Prerequisites: Command Line Interface
A basic understanding of the command line interface (CLI) is recommended for success in this course. We will briefly review the small number of commands necessary for this course on the first morning. Beginners without any previous knowledge will be able to complete this course, but may wish to consider reaching out to a collaborator or service provider for assistance with the data reduction phase of their experiments.
Additional materials on the use of the command line for bioinformatics can be found in our Introduction to the Command Line for Bioinformatics course.
Outline:
- What is the command line?
- Syntax of a command
- Logging into the cluster
- Command line basics
- Shell scripts
- Interacting with a scheduler
What is the command line?
The command line interface (CLI) is a powerful text-based interface that
- Allows the user to efficiently navigate the filesystem
- Interact easily with large files of the types common in bioinformatics
- Execute commands (interactively or in the background), creating and removing files as needed
In general, the only input to the command line is the keyboard. Point and click functionality is typically not available.
Syntax of a command
When you open a terminal, you will see a prompt. This is composed of the username, host (tadpole), and working directory. Commands are run by typing the name of the command, any options or arguments.
Command line basics
This brief introduction will cover only the minimum required to perform the necessary data reduction steps for a single cell RNA-seq experiment. Because the data reduction phase of an scRNA-seq experiment is relatively straightforward, we will be moving swiftly through this prerequisites section, and covering essential commands only.
In this course, we will be using the following commands:
- ssh
- pwd, cd, and ls
- mkdir, cp, and ln
- less, zless, cat, zcat, head, tail, and wc
- export, and module load
- scp
Loggining in
The data reduction component of this course will be performed on the Genome Center computing cluster. Before the workshop, you should have been prompted to create a username and password that will allow you access to the cluster for the duration of the course. We’ll be using these credentials to log in:
ssh username@tadpole.genomecenter.ucdavis.edu # don't forget to replace "username" with your username!
When you press enter, you’ll be asked for your password, but as you type, you won’t be able to see anything.

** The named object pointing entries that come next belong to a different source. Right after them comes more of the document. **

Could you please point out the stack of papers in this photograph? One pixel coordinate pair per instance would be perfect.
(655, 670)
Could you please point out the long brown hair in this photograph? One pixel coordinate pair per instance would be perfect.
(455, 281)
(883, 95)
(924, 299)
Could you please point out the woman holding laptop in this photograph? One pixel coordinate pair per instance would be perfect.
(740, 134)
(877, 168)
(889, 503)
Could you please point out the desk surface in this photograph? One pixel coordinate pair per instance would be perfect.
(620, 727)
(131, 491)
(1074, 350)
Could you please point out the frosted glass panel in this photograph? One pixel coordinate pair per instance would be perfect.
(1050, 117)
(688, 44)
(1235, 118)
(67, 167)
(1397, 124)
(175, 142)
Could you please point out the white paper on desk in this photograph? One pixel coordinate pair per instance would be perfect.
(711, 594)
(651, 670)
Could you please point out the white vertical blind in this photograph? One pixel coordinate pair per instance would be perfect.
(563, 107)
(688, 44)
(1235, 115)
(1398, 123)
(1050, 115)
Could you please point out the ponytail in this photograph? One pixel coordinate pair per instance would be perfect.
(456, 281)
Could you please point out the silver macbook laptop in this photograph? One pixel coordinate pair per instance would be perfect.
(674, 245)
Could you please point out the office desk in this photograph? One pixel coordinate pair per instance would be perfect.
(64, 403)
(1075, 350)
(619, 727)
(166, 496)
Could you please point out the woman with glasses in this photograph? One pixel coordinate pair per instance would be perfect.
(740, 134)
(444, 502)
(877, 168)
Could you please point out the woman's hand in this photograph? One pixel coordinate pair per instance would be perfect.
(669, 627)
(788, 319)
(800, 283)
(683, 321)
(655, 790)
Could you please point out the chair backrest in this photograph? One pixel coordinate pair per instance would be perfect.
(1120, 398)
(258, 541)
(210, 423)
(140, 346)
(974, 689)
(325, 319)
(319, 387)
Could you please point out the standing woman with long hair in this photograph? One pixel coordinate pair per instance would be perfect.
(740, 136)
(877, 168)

This is normal! Please type carefully, and, when your password is complete, press enter.
Navigation: pwd, cd, and ls
When working on the command line, it is essential to know “where” you are operating from at any given moment. The files on your computer– everything from your sequence fastqs to the software you’re about to run– is organized into a hierarchy of directories (sometimes referred to as “folders” on your desktop computer) that can be imagined as a tree. By default, commands will operate on the “present working directory,” which you can think of as your location within this tree.
pwd: present working directory
pwd
This command returns the present working directory represented as a series of directories descending from the “root,” and separated by “/” characters.
cd: change directory
Your present working directory can be changed using the cd command.
cd /share/workshop/
pwd
The location of any directory can be represented in one of two ways:
- the absolute path, which begins from the root
-
the relative path, which begins from the present working directory
cd .. pwd
In a relative path, the “..” refers to the directory one level above the present location. To specify a directory two levels above the present working directory, use “../..”, and so on.
The absolute path will always begin with a “/” character. When in doubt, use the absolute path.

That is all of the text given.